South Africa is likely to miss forecasts for corn production this year because dry weather conditions have delayed plantings and possible frost at the end of the season may hurt the crop, the Agricultural Business Chamber said.

The chamber had estimated production for the 2018-19 season at 12.2 million tons, it said in an emailed statement Monday. Late summer rains in the Free State and North West provinces mean farmers planted after the optimal window to sow closed in mid-December, it said. By Jan. 11, 60 percent of the intended area for the North West was planted, while the figure was 70 percent for the Free State, while other regions managed to plant typical areas, the chamber said.

The dynamic suggests that the intended area of 2.44 million hectares for corn in the 2018-19 season could probably fall by about 19 percent to 1.98 million hectares, said Wandile Sihlobo, the head of agribusiness research at the chamber.

“This would be almost in line with the area planted during the drought period of 2015-16 production year.
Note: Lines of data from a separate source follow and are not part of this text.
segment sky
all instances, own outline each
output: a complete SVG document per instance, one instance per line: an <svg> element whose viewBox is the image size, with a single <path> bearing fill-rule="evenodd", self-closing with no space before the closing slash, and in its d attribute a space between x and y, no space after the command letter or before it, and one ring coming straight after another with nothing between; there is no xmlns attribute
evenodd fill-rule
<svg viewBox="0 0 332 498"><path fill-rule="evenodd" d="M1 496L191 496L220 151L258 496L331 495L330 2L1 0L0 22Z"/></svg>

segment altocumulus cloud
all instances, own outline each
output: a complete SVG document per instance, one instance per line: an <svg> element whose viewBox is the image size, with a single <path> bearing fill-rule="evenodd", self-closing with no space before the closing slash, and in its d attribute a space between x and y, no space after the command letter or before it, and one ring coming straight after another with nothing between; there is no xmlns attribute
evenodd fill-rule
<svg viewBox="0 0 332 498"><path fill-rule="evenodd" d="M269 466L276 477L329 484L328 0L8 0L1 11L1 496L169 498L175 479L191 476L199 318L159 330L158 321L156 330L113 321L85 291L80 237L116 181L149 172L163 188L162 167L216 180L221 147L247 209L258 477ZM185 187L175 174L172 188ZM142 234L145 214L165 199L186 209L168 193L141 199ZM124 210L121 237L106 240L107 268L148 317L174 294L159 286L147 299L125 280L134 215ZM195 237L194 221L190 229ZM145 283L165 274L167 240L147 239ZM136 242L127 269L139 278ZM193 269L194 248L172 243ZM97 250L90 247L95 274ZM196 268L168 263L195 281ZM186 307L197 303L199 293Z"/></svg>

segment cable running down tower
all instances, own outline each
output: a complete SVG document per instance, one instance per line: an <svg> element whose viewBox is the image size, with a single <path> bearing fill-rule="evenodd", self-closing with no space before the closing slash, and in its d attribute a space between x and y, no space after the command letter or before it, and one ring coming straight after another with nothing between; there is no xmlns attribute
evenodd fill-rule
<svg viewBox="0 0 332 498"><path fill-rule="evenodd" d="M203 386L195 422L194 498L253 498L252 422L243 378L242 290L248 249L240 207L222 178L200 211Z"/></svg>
At that time, South African maize production amounted to 7.8 million tons, turning the country into a net importer, as annual maize consumption is roughly 10.8 million tons,” he said.

 The country is Africa’s top corn producer but profitability has been squeezed as a record crop in 2016-17 that boosted stocks was followed by another good harvest in 2018. Rainfall in 2015 was the lowest since records began in 1904 because of El Nino, with cities including Johannesburg recording their highest temperatures yet. Cape Town, among the continent’s top tourist destinations, is recovering from its worst drought that’s seen water rationing.